C’était comme si j’observais une silhouette aimée venir à moi à travers champs, se rapprocher pas à pas, et se retrouver tout à coup avalée dans une nappe de brouillard. J’avais calculé que ce décrochement s’était produit il y avait environ huit ans. Je ne voulais interroger personne à ce sujet, mais le désir impérieux de combler ce vide se faisait de plus en plus pressant. J’avais demandé à Adam s’il possédait des photos de lui plus jeune, mais apparemment la réponse était non. J’avais tenté de découvrir, par des questions anodines, ce qu’il faisait à l’époque. Je m’imaginais au final pouvoir joindre les points épars pour voir se dessiner une réponse claire. Mais tandis que je découvrais les noms de pics et de courses périlleuses, aucune femme ne surgissait pour occuper la place entre Lisa et Penny. Cependant, j’étais la spécialiste mondiale pour tout ce qui touchait à Adam. Je voulais être sûre.

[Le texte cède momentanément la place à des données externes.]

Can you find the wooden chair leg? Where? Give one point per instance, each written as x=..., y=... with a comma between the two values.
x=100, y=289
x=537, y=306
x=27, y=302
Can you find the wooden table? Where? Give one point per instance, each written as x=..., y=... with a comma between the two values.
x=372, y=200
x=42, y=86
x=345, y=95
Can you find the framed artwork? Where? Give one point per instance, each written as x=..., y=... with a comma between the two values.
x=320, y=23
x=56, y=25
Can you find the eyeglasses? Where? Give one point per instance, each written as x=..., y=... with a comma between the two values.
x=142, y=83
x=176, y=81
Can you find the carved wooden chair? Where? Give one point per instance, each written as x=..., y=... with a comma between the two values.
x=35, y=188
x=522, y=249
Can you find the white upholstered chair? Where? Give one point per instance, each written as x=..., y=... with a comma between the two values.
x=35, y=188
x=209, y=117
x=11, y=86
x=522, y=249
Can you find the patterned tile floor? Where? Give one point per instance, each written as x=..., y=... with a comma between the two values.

Un week-end de la fin mars, nous retournâmes dans la vieille maison familiale. Adam désirait récupérer du matériel qu’il avait entreposé dans une des grandes dépendances, raison pour laquelle il avait loué une camionnette. « Je peux la garder jusqu’à dimanche. On pourrait peut-être trouver un hôtel pour samedi soir.

— Avec service à l’étage », répondis-je. Il ne me vint pas une seconde à l’idée de suggérer que nous dormions chez son père. « Et une chambre avec salle de bains, s’il te plaît. »

Nous partîmes de bon matin. Il faisait un temps merveilleux de début de printemps, d’une limpidité glacée. Certains arbres étaient couverts de fleurs, des rouleaux de brume s’estompaient dans les champs que nous traversions en direction du nord. Une nouvelle impatience emplissait l’air. Nous fîmes un arrêt sur une aire d’autoroute pour prendre le petit déjeuner. Adam but un café mais ne toucha pas à son pain aux raisins ; pour ma part, j’avalai un gros sandwich au bacon, dont les fins rubans roses s’étalaient entre deux tranches de pain blanc imbibé de graisse, ainsi qu’une tasse de chocolat chaud.

« J’aime les femmes qui ont de l’appétit », remarqua-t-il. Du coup, je fis également un sort à son pain aux raisins.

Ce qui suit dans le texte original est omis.